This updated Razer BlackShark V2 Pro is one of the best gaming headsets for eSports players, with an ultra-crisp microphone that outshines many rivals at this price, combined with the excellent audio quality we’ve come to expect from Razer and a handful of quality-of-life improvements, . But if you’re not fussed about a broadcast-worthy mic, you’re best off saving some money with an older model
- Brilliantly clear microphone
- Generous battery life
- Comfy cushions
- Synapse app is a bother
- Crisp Microphonerunning at an unusually high 32kHz sampling rate
- Bluetoothsupport alongside a plug-in USB receiver
- Audio profilesthat can be adjusted and changed on the fly
After impressing us with the original BlackShark V2 Pro (2020) a few years ago, Razer has rolled out this updated model of the gaming headset to improve the few things that were left lacking the first go around.
Still tailored to eSports players, this latest edition isn’t a massive overhaul but makes enough substantial changes to feel worthwhile.
Coming in at £200/$200, the price has seen a hefty mark-up.
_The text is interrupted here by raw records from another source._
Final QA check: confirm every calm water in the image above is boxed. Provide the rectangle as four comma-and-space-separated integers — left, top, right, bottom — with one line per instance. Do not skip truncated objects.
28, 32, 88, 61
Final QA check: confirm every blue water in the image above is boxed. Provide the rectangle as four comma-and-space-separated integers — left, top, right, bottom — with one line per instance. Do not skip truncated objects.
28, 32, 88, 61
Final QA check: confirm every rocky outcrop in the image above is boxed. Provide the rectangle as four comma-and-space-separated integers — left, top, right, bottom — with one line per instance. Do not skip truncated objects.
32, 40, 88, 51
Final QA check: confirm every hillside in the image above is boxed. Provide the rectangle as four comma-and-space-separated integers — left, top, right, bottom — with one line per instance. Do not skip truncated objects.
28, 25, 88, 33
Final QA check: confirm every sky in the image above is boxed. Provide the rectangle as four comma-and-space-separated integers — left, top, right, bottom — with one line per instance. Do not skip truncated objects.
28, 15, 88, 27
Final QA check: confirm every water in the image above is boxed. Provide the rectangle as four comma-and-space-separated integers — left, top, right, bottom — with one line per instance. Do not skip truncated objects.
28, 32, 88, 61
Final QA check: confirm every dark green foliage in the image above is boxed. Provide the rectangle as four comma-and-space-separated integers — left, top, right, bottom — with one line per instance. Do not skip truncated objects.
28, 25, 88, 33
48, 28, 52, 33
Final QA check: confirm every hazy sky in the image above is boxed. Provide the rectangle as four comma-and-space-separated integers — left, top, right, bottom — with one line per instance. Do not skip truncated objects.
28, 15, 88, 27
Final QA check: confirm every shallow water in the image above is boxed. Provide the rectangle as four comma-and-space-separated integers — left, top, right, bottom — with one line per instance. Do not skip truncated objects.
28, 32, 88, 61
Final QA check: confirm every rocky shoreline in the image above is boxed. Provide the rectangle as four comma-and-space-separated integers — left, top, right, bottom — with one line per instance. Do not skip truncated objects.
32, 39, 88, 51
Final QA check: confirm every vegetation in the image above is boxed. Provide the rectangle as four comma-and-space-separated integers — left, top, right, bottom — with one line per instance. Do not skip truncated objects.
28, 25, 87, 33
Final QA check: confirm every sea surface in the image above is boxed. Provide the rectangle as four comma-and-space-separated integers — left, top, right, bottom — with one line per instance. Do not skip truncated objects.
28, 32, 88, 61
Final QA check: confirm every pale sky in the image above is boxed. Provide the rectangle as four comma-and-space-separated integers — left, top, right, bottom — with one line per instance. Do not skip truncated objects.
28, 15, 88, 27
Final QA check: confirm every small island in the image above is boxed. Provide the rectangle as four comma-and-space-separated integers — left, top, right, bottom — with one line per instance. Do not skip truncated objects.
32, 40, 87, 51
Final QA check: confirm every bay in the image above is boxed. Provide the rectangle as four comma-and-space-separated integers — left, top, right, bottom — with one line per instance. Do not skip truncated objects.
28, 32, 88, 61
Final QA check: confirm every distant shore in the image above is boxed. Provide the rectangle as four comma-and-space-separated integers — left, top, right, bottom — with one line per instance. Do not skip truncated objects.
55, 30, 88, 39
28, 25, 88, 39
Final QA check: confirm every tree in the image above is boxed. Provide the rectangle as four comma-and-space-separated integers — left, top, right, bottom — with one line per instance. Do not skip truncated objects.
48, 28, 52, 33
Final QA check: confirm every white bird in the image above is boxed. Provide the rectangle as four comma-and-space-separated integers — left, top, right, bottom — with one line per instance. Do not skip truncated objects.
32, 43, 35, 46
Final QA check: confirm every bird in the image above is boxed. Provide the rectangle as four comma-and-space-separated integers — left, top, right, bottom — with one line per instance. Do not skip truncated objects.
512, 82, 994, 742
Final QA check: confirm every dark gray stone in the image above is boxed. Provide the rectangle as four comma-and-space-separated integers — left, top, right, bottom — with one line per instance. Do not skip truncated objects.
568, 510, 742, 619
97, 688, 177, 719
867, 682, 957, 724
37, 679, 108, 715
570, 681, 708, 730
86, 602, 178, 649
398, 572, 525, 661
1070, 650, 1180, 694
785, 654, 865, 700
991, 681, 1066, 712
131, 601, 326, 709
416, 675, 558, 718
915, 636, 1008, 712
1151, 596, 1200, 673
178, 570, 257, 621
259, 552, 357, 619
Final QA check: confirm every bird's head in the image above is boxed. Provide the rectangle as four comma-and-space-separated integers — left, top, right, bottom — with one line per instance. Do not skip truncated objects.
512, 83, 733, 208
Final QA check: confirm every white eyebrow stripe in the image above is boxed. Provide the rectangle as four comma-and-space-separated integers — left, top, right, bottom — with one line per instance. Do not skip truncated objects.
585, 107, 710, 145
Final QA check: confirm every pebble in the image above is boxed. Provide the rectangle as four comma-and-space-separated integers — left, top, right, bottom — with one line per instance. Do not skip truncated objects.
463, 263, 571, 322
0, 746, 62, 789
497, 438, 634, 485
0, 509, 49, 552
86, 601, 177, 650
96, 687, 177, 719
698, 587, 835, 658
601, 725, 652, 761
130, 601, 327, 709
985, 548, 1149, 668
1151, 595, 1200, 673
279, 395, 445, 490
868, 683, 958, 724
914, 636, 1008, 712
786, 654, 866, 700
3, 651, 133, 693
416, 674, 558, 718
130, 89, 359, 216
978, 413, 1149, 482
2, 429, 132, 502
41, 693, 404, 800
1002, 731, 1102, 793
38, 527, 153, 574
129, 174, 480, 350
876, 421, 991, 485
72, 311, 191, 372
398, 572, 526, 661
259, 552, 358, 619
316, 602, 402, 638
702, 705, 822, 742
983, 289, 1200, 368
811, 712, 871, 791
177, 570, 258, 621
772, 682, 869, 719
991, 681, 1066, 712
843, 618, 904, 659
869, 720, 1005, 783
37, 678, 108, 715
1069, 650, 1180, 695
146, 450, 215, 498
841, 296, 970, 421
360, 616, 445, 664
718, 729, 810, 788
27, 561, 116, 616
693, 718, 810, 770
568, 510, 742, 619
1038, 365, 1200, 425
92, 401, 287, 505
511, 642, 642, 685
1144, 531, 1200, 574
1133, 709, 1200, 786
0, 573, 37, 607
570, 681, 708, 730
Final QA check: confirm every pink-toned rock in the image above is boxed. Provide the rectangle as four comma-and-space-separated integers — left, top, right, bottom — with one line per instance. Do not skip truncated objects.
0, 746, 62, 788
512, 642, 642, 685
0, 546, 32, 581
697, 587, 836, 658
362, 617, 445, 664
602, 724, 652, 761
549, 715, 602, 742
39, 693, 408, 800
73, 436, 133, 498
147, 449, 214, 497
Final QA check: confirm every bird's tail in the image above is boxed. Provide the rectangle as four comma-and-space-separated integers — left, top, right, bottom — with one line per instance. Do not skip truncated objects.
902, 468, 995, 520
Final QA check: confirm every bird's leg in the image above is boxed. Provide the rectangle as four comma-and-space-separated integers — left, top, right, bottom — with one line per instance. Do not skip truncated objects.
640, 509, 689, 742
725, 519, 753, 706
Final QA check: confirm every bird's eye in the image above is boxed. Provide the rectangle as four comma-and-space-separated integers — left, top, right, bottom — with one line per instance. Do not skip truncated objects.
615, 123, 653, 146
If you’re desperate for Bluetooth connectivity or reckon the significant improvements to mic quality are worth splashing out for, this updated unit will see you right. Otherwise, it may be worth picking up an older BlackShark V2 Pro model to save your pennies.
Design and features
- Updated with USB-C charging port
- Reinforced steel headband
- New Bluetooth connectivity
The Razer BlackShark V2 Pro (2023) might not mark much of a visual change from its predecessors but includes a handful of useful quality-of-life changes. The microUSB charging port on the headset’s first model (an oddly outdated design choice even for 2020) has been replaced with USB-C, the spindly stainless steel sliders that connect the ear cups to the main headband have been reinforced, and extra padding has been placed around both.
There’s also a mute microphone button on the left ear cup and a chunky volume knob above it. The volume dial, in particular, is welcome. Although it was included on the older BlackShark V2 Pro models, it’s still absent from many top-price headsets and saves you the faff of having to adjust volume using in-game sliders.
As well as connecting through a USB receiver, new Bluetooth connectivity comes in handy when using the headset with a mobile phone or Nintendo Switch. But Razer’s decision to drop the 3.5mm audio jack is irritating. Even in our current age of obsessive wirelessness, a wired connection is often useful in a pinch, and its omission here makes the headset unusable for Xbox players (Microsoft still uses a proprietary wireless connection system that doesn’t work with standard Bluetooth or a USB receiver).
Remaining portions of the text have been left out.